The information INF supplied by the avionics 200 to the controller AAAC 101 includes the position (geographic) of the aircraft 100 and the attitude (orientation in space) of the aircraft 100, as well as georeferencing data of the airport runway on which the aircraft 100 is supposed to land.

The controller AAAC 101 is configured such that the comparator COMP 252 receives images DB_IMG supplied by the database DB 201 via the database manager DB_MGR 202. The controller AAAC 101 is configured in such a way that the comparator COMP 252 also receives the images ROI_IMG supplied by the region-of-interest manager ROI_MGR 251.

The controller AAAC 101 is configured so as to supply as output a signal SIG representative of the result of a comparison, by the comparator COMP 252, between the images DB_IMG supplied by the database DB 201 via the database manager DB_MGR 202 and the images supplied by the region-of-interest manager ROI_MGR 251. To allow the comparator COMP 252 to request, from the database manager DB_MGR 202, images of the airport runway on which the aircraft 100 is supposed to land, and possibly manipulate these images for them to be aligned and compared with the images ROI_IMG, the controller AAAC 101 is configured such that the comparator COMP 252 receives all or part of the set of information INF originating from the avionics 200 of the aircraft 100.

More comprehensive details on the operation of the controller AAAC 101, and more particularly of the region-of-interest manager ROI_MGR 251 and of the comparator COMP 252, are provided hereinbelow in relation to FIG. 4.

FIG. 3 schematically illustrates an example of hardware architecture of the controller AAAC 101, which then comprises, linked by a communication bus 300: a processor or CPU (“Central Processing Unit”) 301; a random access memory RAM 302, a read only memory ROM 303, for example a Flash memory; a data storage device, such as a hard disk drive HDD, or a storage medium reader, such as an SD (“Secure Digital”) card reader 304; at least one communication interface 305 allowing the controller AAAC 101 to interact in the airport approach assistance system and with other elements of the aircraft 100, such as the avionics 200 for example.

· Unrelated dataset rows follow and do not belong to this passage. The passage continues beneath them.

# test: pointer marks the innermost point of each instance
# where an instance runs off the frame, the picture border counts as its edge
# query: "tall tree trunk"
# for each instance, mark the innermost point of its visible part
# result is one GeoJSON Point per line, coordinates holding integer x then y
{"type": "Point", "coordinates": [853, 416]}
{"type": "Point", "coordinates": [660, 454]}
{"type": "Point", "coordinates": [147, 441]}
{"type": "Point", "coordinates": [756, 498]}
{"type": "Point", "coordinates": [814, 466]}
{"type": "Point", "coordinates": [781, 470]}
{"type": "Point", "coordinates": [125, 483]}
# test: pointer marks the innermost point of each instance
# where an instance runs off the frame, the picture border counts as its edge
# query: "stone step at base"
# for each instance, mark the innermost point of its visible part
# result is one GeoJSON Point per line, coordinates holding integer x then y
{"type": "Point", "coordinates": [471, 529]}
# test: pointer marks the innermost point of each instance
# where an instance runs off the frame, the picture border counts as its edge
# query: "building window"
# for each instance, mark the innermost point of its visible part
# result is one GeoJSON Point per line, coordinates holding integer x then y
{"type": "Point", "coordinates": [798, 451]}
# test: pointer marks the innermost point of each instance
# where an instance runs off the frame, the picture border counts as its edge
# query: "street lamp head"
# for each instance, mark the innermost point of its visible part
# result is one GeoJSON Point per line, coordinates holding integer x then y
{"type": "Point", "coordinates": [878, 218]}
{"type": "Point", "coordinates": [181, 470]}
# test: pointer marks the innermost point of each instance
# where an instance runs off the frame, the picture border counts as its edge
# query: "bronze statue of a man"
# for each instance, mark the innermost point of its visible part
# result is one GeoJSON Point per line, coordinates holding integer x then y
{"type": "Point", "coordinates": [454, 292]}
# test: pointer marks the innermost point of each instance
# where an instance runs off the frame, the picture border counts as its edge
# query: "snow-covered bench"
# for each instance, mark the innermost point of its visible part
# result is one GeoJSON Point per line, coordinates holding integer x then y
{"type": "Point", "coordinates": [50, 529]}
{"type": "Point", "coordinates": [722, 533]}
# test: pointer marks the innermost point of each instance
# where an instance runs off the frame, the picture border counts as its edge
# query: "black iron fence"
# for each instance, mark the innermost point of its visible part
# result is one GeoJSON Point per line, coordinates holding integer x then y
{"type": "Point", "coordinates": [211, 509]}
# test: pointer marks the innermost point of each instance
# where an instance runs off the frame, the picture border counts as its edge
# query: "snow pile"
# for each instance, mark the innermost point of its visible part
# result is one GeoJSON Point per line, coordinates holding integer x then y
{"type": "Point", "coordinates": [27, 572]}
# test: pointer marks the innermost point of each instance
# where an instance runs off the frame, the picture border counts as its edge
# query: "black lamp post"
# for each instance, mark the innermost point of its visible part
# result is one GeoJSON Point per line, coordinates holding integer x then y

The processor 301 is capable of executing instructions loaded into the RAM 302 from the ROM 303, from an external memory (not represented), from a storage medium, such as an SD card, or from a communication network (not represented). When the controller AAAC 101 is powered up, the processor 301 is capable of reading instructions from the RAM 302 and of executing them. These instructions form a computer program causing the implementation, by the processor 301, of the behaviors, steps and algorithms described here.

All or part of the behaviors, steps and algorithms described here can thus be implemented in software form through execution of a set of instructions by a programmable machine, such as a DSP (“Digital Signal Processor”) or a microcontroller, or be implemented in hardware form by a machine or a dedicated component (“chip”), such as an FPGA (“Field-Programmable Gate Array”) or an ASIC (“Application-Specific Integrated Circuit”). Generally, the controller AAAC 101 comprises electronic circuitry arranged and configured to implement the behaviors, steps and algorithms described here.

FIG. 4 schematically illustrates an airport approach assistance algorithm implemented by the controller AAAC 101. The algorithm of FIG. 4 is executed after a landing runway of an airport has been selected in the avionics 200, typically by configuration of the flight management system FMS.

In a step 401, the controller AAAC 101 obtains images CAM_IMG captured by the camera CAM 102. In the particular arrangement of FIG. 3, the step 401 is performed by the region-of-interest manager ROI_MGR 251.

In a step 402, the controller AAAC 101 obtains at least one image DB_IMG which is contained in the database DB 201, and which is associated with the airport landing runway which has been selected in the avionics 200. As already indicated, the images DB_IMG are prestored in a database installed in the aircraft 100 or are obtained in flight, after selection of the landing runway concerned in the avionics 200 (configuration of the flight management system FMS), using air-ground communications. In the particular arrangement of FIG. 3, the step 402 is performed by the comparator COMP 252.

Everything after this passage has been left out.